🤖 AI Summary
Existing parallel computing curricula for undergraduate and graduate students often lack a unified, principle-centered pedagogical framework that balances theoretical foundations with practical implementation while ensuring broad applicability.
Method: This work develops a systematic lecture note suite grounded in deterministic parallel algorithms, covering core theory (work-time model, efficiency and scalability analysis), mainstream programming models (OpenMP, MPI, pthreads), and C-language implementation—explicitly excluding GPU programming and randomized algorithms to preserve conceptual generality. It integrates visualization-guided explanations, verifiable code examples, and structured programming exercises emphasizing universal performance criteria: execution time, energy consumption, and scalability.

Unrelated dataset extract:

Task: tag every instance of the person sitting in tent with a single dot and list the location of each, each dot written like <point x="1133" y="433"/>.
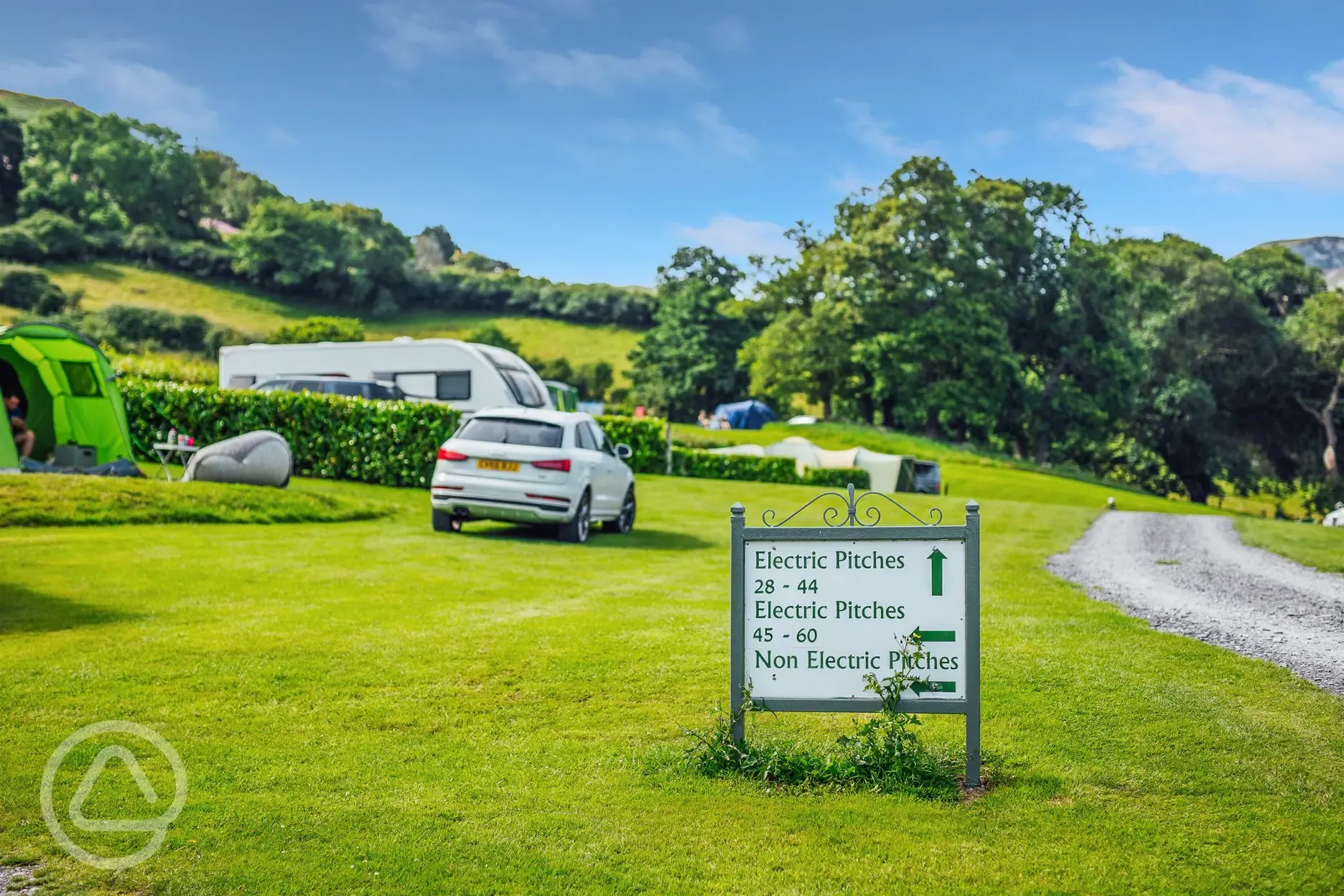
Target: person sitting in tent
<point x="23" y="437"/>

Contribution/Results: The resulting self-contained, production-ready lecture notes are accompanied by open-source code and extensible problem sets. They effectively support both formal instruction in parallel and high-performance computing courses and independent learning, enhancing pedagogical coherence and practical accessibility.
📝 Abstract
These lecture notes are designed to accompany an imaginary, virtual, undergraduate, one or two semester course on fundamentals of Parallel Computing as well as to serve as background and reference for graduate courses on High-Performance Computing, parallel algorithms and shared-memory multiprocessor programming. They introduce theoretical concepts and tools for expressing, analyzing and judging parallel algorithms and, in detail, cover the two most widely used concrete frameworks OpenMP and MPI as well as the threading interface pthreads for writing parallel programs for either shared or distributed memory parallel computers with emphasis on general concepts and principles. Code examples are given in a C-like style and many are actual, correct C code. The lecture notes deliberately do not cover GPU architectures and GPU programming, but the general concerns, guidelines and principles (time, work, cost, efficiency, scalability, memory structure and bandwidth) will be just as relevant for efficiently utilizing various GPU architectures. Likewise, the lecture notes focus on deterministic algorithms only and do not use randomization. The student of this material will find it instructive to take the time to understand concepts and algorithms visually. The exercises can be used for self-study and as inspiration for small implementation projects in OpenMP and MPI that can and should accompany any serious course on Parallel Computing. The student will benefit from actually implementing and carefully benchmarking the suggested algorithms on the parallel computing system that may or should be made available as part of such a Parallel Computing course. In class, the exercises can be used as basis for hand-ins and small programming projects for which sufficient, additional detail and precision should be provided by the instructor.